Dear Bernard Pivot, on page 370 of your dictionary of love, you took a big risk. You publicly revealed the presence in your cellar of a 45-year-old youngster, as rare as a diamond, a solitaire, with a mahogany colour, a dazzling nose, a full mouth, and I'm not talking about her perfume, her jambe, or her body... So, taking advantage of the end of my column, I discreetly slip in a "bonus" thought, entirely self-serving... If this modest tribute to wine is, or rather was, to your liking, allow me to imagine that on the day you uncork that famous bottle of Romanée Conti 1961, which is patiently waiting for its moment, hoping that you haven't already done so, I might slip in among your friends and get a taste of the spices, musk, mellowness, in short, the opulence... of paradise! I am not asking you for a favour, just a taste...
VINCENT ROCA
Born in Bregenz, at the eastern end of Lake Constance (Germany) in 1950.
Let it be known that Vincent Roca is launching himself into the visual arts! A magician with words, a tamer of vocabulary, a contortionist of sentences, he draws us into his labyrinth of mirror words and we happily lose ourselves in the top hat of this court jester.

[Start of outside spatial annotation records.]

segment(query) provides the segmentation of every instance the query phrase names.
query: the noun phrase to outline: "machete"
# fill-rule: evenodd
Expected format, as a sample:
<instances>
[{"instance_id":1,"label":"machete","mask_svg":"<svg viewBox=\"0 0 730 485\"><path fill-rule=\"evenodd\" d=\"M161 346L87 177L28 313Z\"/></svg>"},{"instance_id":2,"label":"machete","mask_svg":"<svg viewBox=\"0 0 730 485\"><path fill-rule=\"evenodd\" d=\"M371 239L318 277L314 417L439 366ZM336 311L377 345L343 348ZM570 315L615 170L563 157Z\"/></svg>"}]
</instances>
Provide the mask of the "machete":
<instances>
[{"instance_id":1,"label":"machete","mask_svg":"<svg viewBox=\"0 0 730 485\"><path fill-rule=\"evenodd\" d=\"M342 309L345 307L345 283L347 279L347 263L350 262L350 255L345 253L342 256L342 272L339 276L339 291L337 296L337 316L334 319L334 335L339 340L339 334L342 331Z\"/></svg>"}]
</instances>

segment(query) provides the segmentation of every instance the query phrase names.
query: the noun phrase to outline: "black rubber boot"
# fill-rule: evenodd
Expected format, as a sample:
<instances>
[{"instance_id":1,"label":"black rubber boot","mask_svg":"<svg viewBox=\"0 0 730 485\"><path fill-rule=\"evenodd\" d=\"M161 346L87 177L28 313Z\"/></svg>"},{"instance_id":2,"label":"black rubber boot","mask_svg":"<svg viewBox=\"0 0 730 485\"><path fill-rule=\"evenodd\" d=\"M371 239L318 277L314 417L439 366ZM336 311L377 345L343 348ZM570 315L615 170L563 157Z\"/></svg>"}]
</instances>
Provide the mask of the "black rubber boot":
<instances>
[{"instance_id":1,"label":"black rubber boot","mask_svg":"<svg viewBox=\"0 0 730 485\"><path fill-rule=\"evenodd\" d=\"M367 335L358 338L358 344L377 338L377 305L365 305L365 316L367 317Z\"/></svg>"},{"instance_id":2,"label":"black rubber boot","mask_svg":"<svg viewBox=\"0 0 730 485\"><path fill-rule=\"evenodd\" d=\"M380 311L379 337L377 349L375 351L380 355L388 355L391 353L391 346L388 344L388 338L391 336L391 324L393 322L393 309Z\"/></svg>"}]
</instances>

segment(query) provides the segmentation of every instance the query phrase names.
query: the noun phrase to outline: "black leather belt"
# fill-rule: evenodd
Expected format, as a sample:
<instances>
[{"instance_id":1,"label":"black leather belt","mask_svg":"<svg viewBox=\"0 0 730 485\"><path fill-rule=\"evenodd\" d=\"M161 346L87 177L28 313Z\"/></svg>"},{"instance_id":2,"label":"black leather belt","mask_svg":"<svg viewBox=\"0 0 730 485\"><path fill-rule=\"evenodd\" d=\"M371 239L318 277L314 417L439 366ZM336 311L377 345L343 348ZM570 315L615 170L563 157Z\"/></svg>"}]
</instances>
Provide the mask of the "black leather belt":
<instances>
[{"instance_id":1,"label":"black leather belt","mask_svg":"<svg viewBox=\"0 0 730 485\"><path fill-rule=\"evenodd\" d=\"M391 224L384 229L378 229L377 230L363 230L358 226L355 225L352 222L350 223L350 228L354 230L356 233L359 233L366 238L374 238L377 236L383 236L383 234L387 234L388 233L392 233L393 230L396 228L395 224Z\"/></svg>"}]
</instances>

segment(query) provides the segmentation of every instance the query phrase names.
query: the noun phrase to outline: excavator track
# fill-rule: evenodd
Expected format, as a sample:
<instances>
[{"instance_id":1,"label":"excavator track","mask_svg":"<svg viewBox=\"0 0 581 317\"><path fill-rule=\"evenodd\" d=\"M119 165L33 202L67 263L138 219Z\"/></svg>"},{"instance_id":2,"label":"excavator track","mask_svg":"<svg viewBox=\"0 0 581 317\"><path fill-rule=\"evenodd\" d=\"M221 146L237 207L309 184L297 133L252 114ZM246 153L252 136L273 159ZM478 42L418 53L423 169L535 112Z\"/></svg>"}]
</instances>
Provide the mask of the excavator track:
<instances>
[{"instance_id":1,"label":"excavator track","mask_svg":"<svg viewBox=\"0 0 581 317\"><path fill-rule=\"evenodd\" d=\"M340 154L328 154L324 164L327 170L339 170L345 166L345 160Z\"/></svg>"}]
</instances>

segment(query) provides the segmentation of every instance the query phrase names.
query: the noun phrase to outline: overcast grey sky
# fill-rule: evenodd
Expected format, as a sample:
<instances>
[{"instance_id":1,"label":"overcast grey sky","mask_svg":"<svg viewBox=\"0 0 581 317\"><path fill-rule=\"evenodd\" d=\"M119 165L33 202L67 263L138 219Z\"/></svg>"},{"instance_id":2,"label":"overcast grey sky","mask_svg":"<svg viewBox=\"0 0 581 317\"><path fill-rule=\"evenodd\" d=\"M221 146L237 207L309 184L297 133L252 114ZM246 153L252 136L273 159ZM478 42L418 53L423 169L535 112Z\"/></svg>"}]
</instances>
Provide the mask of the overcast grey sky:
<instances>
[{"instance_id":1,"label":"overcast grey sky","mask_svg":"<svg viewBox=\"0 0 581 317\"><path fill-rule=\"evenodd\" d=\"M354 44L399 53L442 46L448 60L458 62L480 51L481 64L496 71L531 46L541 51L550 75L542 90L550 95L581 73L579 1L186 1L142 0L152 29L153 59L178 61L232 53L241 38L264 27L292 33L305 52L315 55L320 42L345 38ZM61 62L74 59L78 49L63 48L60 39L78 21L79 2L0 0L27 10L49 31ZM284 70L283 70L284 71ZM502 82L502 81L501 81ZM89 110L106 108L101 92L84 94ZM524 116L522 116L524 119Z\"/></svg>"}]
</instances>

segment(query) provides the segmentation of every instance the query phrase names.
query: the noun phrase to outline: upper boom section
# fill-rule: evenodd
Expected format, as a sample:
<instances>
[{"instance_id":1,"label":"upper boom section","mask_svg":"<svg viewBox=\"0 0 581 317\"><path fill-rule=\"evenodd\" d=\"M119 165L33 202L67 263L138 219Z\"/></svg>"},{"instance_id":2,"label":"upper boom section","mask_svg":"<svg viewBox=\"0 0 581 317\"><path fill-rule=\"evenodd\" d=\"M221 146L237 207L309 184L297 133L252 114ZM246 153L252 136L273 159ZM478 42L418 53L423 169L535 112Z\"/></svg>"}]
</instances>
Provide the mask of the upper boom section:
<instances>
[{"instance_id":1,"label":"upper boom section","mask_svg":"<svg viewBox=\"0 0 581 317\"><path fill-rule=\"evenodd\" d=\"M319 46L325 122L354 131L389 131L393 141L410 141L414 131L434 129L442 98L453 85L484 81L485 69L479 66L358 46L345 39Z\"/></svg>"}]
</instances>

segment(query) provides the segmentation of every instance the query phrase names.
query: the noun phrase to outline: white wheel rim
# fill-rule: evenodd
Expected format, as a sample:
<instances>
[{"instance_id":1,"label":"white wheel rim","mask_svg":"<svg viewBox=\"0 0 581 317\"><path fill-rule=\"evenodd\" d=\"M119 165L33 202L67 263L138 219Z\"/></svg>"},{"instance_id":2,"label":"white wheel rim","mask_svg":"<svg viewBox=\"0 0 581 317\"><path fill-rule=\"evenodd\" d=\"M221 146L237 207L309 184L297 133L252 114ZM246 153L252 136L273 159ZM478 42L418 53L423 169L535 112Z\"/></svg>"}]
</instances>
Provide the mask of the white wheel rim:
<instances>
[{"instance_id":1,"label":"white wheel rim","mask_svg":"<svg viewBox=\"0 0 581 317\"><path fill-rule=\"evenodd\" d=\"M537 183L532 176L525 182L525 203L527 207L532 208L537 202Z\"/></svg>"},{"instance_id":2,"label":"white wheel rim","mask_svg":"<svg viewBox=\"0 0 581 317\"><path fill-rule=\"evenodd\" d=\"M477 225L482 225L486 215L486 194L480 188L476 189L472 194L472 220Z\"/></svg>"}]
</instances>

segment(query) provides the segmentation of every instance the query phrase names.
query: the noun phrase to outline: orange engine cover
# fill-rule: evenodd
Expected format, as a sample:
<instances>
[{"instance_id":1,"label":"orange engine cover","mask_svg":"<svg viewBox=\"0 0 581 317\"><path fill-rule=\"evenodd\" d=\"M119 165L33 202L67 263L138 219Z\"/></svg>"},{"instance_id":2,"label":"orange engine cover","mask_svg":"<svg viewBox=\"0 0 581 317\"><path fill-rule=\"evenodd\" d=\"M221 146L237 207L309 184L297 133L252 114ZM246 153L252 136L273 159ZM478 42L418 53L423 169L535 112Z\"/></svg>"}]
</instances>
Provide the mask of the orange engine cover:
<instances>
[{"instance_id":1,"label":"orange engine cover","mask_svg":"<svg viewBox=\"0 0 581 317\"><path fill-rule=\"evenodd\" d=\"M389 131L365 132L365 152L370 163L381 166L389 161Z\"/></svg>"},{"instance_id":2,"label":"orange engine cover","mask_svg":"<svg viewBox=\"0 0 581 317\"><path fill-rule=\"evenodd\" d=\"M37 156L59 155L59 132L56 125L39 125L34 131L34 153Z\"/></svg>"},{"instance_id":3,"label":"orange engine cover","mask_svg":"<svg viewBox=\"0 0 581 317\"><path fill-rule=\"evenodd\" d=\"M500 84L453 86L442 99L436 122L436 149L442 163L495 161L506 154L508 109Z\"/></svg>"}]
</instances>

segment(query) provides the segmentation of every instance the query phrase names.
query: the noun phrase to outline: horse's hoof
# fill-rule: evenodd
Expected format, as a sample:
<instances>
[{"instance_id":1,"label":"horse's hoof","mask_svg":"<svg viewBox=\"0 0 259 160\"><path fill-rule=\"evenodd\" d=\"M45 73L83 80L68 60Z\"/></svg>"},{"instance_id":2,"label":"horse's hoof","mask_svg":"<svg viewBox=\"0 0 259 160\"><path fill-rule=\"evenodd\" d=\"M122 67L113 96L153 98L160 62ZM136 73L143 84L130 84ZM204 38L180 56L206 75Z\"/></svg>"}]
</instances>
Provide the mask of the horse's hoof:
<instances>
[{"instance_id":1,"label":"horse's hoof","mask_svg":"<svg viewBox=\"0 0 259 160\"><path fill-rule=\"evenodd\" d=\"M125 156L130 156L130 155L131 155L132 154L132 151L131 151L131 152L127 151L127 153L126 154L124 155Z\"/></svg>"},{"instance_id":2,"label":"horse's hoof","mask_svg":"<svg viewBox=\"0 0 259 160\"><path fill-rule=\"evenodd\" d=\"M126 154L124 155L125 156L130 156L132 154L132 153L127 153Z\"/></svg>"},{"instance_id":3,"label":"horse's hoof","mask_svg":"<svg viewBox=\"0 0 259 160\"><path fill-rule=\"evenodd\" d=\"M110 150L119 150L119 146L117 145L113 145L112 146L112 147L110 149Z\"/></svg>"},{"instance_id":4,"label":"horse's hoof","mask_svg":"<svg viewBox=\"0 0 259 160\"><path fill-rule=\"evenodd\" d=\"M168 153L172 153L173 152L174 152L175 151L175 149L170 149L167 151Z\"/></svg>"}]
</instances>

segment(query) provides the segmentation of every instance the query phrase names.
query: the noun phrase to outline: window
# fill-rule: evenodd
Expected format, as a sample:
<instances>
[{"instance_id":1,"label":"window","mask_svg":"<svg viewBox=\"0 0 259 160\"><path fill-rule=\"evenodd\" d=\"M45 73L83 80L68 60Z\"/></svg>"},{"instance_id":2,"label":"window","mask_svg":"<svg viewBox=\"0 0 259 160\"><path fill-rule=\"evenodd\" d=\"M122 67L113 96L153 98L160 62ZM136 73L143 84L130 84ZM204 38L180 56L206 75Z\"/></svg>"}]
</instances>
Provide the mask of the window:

In the spirit of his chronicles concocted for Stéphane Bern's programme on France-Inter, Vincent Roca has built an entire show around a few themes that are close to his heart: language, of course, which he puts through the wringer with his facetious and scratchy humour; childhood, a factory of dreams and thorns; the ravages of human breeding; and love in the guise of grief... In short, God, life, death and a few other little joys.
Be warned, Vincent lets himself go, he's known for his delicate touch, but also for his satirical acidity, practising the art of the ascending punchline, verbal avalanches, and even fiery passion, thanks to the complicity of Pierre-Marie Braye-Weppe and his pedal violin, all in good cheer, as it should be.
Not to mention the cherry on top: Vincent also sings verses fresh from his workshop of phrases...
Put on a hat of cheerfulness and take your place at the end of the runway!